I am starting Spring 2021 by working through Arielle Schwartz's 'The Complex PTSD Workbook'.

I read it through from start to finish last week, and I feel like there's a lot of useful stuff there.

I've now re-read the Introduction and there are two parts that I want to hold in my mind as I go forward.

First, "Healing childhood trauma involves a balance: attending to the wounds of the past while living in the present."
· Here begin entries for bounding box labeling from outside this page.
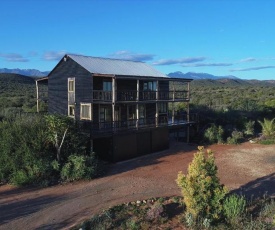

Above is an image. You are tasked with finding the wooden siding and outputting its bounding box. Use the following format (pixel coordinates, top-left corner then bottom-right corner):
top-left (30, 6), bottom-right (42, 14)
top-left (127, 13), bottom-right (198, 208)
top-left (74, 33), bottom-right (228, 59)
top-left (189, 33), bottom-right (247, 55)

top-left (48, 58), bottom-right (93, 120)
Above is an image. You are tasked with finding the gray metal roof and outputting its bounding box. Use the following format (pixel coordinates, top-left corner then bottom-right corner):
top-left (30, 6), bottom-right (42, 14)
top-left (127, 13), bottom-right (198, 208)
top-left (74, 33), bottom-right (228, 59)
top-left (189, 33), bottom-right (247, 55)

top-left (67, 54), bottom-right (169, 78)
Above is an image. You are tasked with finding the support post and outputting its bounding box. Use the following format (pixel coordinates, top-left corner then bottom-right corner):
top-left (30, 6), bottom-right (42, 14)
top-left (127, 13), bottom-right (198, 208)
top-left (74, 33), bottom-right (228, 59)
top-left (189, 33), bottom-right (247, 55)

top-left (35, 81), bottom-right (39, 113)
top-left (156, 81), bottom-right (159, 127)
top-left (136, 80), bottom-right (139, 129)
top-left (112, 77), bottom-right (116, 128)
top-left (172, 81), bottom-right (175, 124)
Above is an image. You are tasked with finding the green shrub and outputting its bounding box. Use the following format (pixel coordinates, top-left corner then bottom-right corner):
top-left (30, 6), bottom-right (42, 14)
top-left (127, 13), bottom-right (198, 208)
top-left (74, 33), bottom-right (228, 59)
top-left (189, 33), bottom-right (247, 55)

top-left (227, 130), bottom-right (243, 145)
top-left (204, 124), bottom-right (224, 144)
top-left (258, 118), bottom-right (275, 137)
top-left (244, 121), bottom-right (255, 136)
top-left (61, 154), bottom-right (98, 181)
top-left (223, 194), bottom-right (246, 225)
top-left (176, 147), bottom-right (227, 222)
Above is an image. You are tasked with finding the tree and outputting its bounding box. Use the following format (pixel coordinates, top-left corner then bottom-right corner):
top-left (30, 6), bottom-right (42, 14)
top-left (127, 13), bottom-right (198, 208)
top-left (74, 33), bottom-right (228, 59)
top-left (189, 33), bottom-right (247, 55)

top-left (258, 118), bottom-right (275, 136)
top-left (45, 115), bottom-right (72, 163)
top-left (176, 146), bottom-right (227, 222)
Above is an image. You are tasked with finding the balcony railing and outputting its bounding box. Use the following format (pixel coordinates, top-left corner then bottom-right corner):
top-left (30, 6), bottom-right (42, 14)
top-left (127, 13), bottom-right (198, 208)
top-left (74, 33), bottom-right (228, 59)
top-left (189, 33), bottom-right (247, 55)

top-left (77, 114), bottom-right (197, 136)
top-left (93, 90), bottom-right (189, 102)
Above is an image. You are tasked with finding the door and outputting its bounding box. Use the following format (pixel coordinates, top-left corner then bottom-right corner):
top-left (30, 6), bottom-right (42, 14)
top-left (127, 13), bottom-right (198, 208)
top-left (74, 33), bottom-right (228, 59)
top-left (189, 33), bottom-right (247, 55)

top-left (68, 78), bottom-right (75, 118)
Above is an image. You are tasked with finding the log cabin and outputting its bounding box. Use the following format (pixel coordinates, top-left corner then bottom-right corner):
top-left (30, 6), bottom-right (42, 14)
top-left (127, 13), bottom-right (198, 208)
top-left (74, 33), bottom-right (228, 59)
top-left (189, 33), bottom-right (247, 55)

top-left (36, 54), bottom-right (196, 162)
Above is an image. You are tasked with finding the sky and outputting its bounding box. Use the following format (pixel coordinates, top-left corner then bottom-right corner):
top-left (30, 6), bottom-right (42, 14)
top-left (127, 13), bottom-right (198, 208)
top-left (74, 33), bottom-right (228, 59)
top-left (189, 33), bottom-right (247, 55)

top-left (0, 0), bottom-right (275, 80)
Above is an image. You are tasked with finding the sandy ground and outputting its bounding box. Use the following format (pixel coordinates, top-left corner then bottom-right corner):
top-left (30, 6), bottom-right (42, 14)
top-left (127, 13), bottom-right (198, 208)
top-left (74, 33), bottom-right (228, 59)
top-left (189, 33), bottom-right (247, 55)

top-left (0, 142), bottom-right (275, 229)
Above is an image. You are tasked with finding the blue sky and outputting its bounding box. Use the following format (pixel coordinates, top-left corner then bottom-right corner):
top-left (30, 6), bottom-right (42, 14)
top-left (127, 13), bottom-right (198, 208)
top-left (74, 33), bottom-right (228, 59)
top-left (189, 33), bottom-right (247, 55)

top-left (0, 0), bottom-right (275, 80)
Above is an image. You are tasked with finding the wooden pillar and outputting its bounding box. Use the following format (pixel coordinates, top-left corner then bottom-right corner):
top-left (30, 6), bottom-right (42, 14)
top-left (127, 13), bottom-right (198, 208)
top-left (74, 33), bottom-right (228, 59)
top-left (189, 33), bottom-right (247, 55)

top-left (136, 80), bottom-right (139, 129)
top-left (172, 81), bottom-right (175, 124)
top-left (112, 77), bottom-right (116, 128)
top-left (186, 82), bottom-right (190, 143)
top-left (155, 81), bottom-right (159, 127)
top-left (35, 81), bottom-right (39, 113)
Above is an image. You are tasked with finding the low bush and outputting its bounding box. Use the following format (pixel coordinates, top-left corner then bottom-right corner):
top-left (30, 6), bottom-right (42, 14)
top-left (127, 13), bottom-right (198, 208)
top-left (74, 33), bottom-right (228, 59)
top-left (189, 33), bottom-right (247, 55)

top-left (226, 130), bottom-right (243, 145)
top-left (176, 147), bottom-right (227, 222)
top-left (223, 194), bottom-right (246, 226)
top-left (0, 114), bottom-right (99, 186)
top-left (204, 124), bottom-right (224, 144)
top-left (61, 154), bottom-right (98, 181)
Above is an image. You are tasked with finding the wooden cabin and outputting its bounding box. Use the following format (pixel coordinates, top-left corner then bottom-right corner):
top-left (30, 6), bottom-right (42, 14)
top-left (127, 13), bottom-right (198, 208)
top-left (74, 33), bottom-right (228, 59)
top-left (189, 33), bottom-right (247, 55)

top-left (37, 54), bottom-right (194, 162)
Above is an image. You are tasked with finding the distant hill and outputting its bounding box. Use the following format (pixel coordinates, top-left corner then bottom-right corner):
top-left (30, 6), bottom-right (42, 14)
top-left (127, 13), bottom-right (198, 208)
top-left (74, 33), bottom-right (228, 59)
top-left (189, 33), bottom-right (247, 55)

top-left (0, 68), bottom-right (49, 77)
top-left (191, 78), bottom-right (275, 88)
top-left (168, 71), bottom-right (239, 80)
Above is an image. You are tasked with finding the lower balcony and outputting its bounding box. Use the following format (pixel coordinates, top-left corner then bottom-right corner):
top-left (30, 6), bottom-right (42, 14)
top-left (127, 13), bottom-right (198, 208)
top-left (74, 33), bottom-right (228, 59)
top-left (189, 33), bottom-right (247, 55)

Second: "You are not broken, in need of fixing. Rather, you are deeply hurt, in need of care."

CactusFlower

I just got that book too and resonated with those same sayings. It looks like it will be quite interesting. You are not alone. :)

Blue Rose

Thank you CactusFlower  :)

So I got to the first 'In Practice' exercise which is about the ways you relate to Diane's story and any associations you have. I decided to think back to 2017 which is when my symptoms overwhelmed me. Thinking about that year has brought a lot back and I have had a really bad night lying awake thinking about it all. So I really hope this is going to help and not make things worse...

Anyway, in 2017 my anxiety was getting worse and worse and I had a constant lump in my throat, was waking suddenly in the night with a choking/not being able to breathe sensation, which would then cause a panic attack. I became incredibly jumpy and would startle very easily. I also felt irritable at home with my SO. I think I might have been dissociating when I fell down last few stairs at home. I thought I might have broken my ankle but it was just really badly bruised. I felt relieved as it meant I didn't have to go to work for a couple of weeks, but it also made me realise I needed to go for counselling. Luckily I found a great T who I ended up seeing for a year. I also saw an occupational health doctor at work who was first person to mention the trauma word. So although this was a terrible time it was also perhaps start of my healing journey.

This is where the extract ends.